Алан Уотс родился в Англии. В США он переехал в 1938 г. Он прошел путь редактора, священника и профессора колледжа. Занимался исследовательской и лекторской работой в университетах Кембриджа, Корнелла и Гавайев, а некоторое время был советником по вопросам религии при Северо-Западном университете. Он выступал с лекциями в Американском Психиатрическом Обществе и институте К.Г.Юнга в Цюрихе, на медицинских курсах в американских госпиталях. Затем он становится деканом Американской Академии Азиатских Исследований в Сан-Франциско. Алан Уотс ушел из жизни в 1973 г.
За последние сорок лет Алан Уотс стал известен как один из самых поразительных и необычных философов нашего времени. Он опубликовал более двенадцати книг по вопросам сравнительной философии и религии и стал знаменитейшим в США лектором и учителем. Сфера его интересов касалась интерпретации восточной мысли для Запада, и, в частности, такой разновидности буддизма как Дзэн . Его самая первая книга, «Дух Дзэн», была написана еще в двадцатые годы.

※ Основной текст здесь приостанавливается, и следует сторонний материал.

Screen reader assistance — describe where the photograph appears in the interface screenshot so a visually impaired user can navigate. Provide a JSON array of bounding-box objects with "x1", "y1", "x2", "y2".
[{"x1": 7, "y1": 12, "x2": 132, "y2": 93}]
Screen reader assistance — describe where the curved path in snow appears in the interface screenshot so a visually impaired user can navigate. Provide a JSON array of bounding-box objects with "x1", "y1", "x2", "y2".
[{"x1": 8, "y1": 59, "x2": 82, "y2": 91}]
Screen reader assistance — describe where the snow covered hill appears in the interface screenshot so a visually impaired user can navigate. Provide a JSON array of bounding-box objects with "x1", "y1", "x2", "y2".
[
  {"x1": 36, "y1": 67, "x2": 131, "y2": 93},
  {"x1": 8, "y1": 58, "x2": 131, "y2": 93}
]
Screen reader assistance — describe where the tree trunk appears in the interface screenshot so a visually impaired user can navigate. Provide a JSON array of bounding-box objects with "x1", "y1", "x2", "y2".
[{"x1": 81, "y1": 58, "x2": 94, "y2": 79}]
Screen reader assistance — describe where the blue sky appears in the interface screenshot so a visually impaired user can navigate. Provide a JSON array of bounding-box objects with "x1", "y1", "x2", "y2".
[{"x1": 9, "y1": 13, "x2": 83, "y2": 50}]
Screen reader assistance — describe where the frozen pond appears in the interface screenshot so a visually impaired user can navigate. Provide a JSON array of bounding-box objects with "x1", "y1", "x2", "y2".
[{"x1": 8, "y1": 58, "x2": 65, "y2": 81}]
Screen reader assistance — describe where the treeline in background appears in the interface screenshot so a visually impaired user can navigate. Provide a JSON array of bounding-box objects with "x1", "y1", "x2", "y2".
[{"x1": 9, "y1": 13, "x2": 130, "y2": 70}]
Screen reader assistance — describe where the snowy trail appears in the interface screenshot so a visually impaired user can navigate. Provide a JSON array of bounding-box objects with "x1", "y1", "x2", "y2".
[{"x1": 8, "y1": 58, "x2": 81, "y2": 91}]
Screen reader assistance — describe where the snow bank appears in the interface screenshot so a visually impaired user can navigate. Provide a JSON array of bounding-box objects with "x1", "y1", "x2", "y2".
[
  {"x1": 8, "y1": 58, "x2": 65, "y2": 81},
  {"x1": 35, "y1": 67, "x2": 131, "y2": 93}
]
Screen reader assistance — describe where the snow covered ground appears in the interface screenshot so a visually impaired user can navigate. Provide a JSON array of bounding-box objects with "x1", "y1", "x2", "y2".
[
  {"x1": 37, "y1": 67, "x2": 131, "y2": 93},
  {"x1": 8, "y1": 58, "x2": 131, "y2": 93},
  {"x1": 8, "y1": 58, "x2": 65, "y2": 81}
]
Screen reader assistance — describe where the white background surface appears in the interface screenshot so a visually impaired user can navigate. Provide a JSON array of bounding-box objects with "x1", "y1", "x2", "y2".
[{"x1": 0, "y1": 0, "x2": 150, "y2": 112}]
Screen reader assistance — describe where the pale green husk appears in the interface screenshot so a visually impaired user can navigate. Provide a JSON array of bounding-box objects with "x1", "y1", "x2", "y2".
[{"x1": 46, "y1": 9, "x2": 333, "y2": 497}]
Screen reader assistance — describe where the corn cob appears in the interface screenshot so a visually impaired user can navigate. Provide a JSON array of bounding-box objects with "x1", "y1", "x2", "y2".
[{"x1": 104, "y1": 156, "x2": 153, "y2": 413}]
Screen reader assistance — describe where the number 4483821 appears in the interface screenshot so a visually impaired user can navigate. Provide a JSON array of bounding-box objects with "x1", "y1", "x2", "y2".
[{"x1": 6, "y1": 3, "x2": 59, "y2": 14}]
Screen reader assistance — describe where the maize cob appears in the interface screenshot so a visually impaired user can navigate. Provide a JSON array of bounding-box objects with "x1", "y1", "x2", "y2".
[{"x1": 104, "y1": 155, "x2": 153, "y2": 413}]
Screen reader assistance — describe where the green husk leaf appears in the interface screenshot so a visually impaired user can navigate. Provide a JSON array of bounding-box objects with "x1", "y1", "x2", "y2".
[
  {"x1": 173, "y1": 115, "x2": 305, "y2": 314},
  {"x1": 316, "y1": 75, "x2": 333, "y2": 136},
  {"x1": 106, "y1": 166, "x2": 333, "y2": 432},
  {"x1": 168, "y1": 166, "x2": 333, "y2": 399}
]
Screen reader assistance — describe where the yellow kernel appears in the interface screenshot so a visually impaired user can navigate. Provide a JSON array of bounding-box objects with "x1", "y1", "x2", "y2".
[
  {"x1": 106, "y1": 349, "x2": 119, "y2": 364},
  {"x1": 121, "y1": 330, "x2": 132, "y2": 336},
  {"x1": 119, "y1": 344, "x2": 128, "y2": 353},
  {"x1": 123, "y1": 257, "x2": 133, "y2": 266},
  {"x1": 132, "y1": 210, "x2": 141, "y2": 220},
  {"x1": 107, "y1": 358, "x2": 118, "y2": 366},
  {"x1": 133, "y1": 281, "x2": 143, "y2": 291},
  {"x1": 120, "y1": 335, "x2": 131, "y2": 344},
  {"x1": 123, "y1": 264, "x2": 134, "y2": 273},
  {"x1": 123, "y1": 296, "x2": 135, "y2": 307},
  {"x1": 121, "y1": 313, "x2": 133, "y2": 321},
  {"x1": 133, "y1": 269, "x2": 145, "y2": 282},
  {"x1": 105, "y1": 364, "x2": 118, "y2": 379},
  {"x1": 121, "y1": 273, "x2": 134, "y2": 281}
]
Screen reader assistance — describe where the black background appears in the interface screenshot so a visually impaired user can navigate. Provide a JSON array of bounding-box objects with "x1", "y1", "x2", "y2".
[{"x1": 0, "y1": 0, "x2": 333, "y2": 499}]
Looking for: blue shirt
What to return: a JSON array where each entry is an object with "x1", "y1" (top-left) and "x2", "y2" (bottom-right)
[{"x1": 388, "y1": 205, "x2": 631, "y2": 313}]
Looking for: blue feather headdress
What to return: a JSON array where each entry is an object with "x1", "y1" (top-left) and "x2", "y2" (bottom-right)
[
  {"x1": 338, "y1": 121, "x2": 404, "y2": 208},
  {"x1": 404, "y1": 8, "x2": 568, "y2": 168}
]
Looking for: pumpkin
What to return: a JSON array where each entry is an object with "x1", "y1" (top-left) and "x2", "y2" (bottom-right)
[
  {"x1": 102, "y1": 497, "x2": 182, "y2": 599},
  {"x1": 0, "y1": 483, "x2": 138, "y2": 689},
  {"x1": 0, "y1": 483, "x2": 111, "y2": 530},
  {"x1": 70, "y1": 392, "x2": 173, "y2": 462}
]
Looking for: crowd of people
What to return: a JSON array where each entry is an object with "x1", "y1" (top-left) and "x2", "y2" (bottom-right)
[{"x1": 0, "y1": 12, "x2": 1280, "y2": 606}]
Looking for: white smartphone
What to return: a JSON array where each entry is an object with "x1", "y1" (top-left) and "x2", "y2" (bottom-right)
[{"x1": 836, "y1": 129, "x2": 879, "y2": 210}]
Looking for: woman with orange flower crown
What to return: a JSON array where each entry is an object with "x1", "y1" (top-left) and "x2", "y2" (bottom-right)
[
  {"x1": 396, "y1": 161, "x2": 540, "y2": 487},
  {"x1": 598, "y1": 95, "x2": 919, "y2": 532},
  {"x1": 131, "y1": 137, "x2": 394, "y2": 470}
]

«... Я пытался заниматься тем, что буддисты называют сосредоточением (смрити), то есть постоянным сознанием непосредственного настоящего, отличающимся от обычных, рассеянных и хаотичных воспоминаний и предчувствий. Однажды вечером, когда мы беседовали об этом, кто-то сказал мне: «Но зачем пытаться жить в настоящем? Ведь мы всегда и всецело пребываем в настоящем, даже когда думаем о прошлом или о будущем». Это вполне самоочевидное замечание вдруг вызвало во мне внезапное ощущение невесомости. В то же время настоящее как бы сделалось своего рода движущимся покоем, вечным потоком, из которого не мог ускользнуть ни я, ни что-либо другое. Я понял, что любая вещь, причем именно в своем сиюминутном виде, есть ЭТО – то есть полное выражение жизни и Вселенной. Я понял, что когда «Упанишады» говорят: «Это ты!» или «Весь этот мир есть Брахман», они имеют в виду буквально то, что говорят. Всякая вещь, всякое событие, всякое переживание в их неизбежной сиюминутности и во всей своей неповторимой индивидуальности были в точности тем, чем они должны быть, и были настолько, что достигали божественной власти и оригинальности. Я осознал с полной ясностью, что от моей точки зрения здесь ничего не зависит: вещи существовали таким образом независимо от того, понимал я это или нет, и даже если я не понимал, ЭТО все равно существовало. Впоследствии я ощутил понимание того, что христиане называют «любовью Божией», то есть: что, несмотря на несовершенство вещей, очевидное с точки зрения здравого смысла. Бог, тем не менее, любит их такими, какими они есть и что Его любовь к ним в то же время есть их обожествление...».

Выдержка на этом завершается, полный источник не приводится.